According to the French mathematician Urbain LeVerrier, this was only part of the story, since 43 seconds of advance per century remained unaccounted for. In 1846, LeVerrier had calculated that a yet-to-be-discovered planet disturbed the orbit of Uranus. And sure enough, there was Neptune, just as he had predicted. Applying the same logic to the inner planets, he argued that between Mercury and the Sun there must be another planet, whose gravity caused the discrepancy. Like Neptune, he said, it would show up soon enough. He named it Vulcan, whereupon sightings began pouring in from astronomers everywhere.
With each new claim, LeVerrier refined his calculations and issued fresh statements as to the planet’s precise whereabouts.
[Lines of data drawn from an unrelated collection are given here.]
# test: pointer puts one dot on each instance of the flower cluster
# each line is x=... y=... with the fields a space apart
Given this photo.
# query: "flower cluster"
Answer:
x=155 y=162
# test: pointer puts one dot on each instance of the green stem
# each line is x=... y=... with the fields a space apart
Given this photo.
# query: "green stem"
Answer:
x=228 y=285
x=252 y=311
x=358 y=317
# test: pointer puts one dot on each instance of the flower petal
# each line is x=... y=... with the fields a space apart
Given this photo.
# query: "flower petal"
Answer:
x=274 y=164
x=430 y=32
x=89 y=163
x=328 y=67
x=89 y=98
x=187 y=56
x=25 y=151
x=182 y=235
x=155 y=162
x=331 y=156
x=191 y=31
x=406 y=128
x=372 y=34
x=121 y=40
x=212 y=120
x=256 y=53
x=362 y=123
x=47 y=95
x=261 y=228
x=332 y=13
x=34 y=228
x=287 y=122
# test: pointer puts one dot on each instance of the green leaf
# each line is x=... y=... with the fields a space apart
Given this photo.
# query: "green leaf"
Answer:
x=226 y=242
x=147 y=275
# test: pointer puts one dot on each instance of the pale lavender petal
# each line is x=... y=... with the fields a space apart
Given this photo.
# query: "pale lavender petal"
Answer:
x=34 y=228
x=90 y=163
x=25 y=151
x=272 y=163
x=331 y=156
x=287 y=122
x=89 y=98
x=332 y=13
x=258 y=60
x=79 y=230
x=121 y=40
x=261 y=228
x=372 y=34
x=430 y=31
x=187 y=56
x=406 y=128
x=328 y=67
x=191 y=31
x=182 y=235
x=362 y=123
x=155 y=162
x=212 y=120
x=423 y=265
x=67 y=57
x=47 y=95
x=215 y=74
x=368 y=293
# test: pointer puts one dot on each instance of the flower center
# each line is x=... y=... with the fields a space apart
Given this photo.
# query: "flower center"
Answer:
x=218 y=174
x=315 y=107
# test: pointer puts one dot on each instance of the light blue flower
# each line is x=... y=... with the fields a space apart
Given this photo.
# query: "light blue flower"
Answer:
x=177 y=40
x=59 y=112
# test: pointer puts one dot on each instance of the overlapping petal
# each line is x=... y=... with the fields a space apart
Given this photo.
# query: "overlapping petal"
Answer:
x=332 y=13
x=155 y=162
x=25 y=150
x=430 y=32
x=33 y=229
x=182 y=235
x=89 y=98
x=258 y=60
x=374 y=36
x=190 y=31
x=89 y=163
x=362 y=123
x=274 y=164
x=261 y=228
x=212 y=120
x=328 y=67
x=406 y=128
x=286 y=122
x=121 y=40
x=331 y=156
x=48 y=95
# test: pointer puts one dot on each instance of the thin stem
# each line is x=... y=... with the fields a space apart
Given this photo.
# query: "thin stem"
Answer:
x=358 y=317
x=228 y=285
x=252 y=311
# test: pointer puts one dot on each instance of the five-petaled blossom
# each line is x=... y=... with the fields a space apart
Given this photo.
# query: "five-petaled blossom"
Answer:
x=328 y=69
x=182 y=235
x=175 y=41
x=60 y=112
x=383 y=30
And although it never did show up in the sky when he predicted, for more than half a century Vulcan showed up in all the textbooks.
In 1877, LeVerrier died, an unrepentant Vulcanist. But in 1915, Einstein blew the elusive planet clean out of the sky with his General Theory of Relativity, which neatly accounted for every one of Mercury’s missing 43 seconds as a function of curved space.
Which is why, today, Vulcan exists only in the minds of Star Trek viewers, as the home of aliens with pointed ears.